Adnan Akram

Personal information
- Full name: Mohammad Adnan Akram
- Born: 23 June 1995 (age 31) Leytonstone, London
- Batting: Right-handed
- Bowling: Right-arm fast-medium

Domestic team information
- 2002–2003: Essex Cricket Board
- 2003–2005: Cambridge UCCE
- FC debut: 12 April 2003 Cambridge UCCE v Essex
- Last FC: 1 June 2005 Cambridge UCCE v Middlesex
- LA debut: 12 September 2002 Essex Cricket Board v Surrey Cricket Board
- Last LA: 7 May 2003 Essex Cricket Board v Essex

Career statistics
| Competition | First-class | List A |
| Matches | 9 | 2 |
| Runs scored | 515 | 88 |
| Batting average | 42.91 | 44 |
| 100s/50s | 2/1 | 0/1 |
| Top score | 129* | 61 |
| Balls bowled | 251 | 12 |
| Wickets | 3 | 0 |
| Bowling average | 64.00 | – |
| 5 wickets in innings | 0 | – |
| 10 wickets in match | 0 | – |
| Best bowling | 2/85 | – |
| Catches/stumpings | 4/– | 0/– |
- Source: CricketArchive, 17 January 2009

= Adnan Akram =

Pakistani-born English cricketer

Mohammad Adnan Akram (born 17 November 1983) is an English first-class cricketer who played for Cambridge University Centre of Cricketing Excellence, the Essex Cricket Board and the British Universities cricket team between 2002 and 2005.

==Cricket career==
Akram's studies at Anglia Polytechnic University made him eligible to play cricket for the Cambridge UCCE team. His first-class debut, alongside his twin brother Arfan Akram, came against Essex in April 2003. He took two wickets in Essex's first innings but was otherwise unsuccessful. His batting form improved with 38 against Kent, before he scored a "match-winning" 98 from just 89 balls against Northants, putting on a rapid partnership of 139 with Tom Webley, as part of the first victory by a UCCE side over a first-class county. He averaged 40.50 with the bat across the first-class season. Following the end of his university term, he appeared for Essex second XI.
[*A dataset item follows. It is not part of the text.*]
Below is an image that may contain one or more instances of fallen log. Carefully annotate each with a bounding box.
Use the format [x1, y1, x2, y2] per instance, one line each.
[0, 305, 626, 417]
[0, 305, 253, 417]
Akram played in two of the three Cambridge UCCE first-class matches in the 2004 season. He scored a maiden hundred, striking 20 fours and a six as he reached 128 in 133 balls against Middlesex in a drawn match. In his next first-class match, the first of the 2005 season, he made 129 not out, including a partnership of 230 with skipper Tom Webley. He finished his time at university having scored 515 first-class runs at an average of 42.91 and a strike rate of 67.85.

For the Essex Board XI in the Cheltenham & Gloucester Trophy, Akram scored 61 in the third round as the Essex Board XI were beaten by Essex.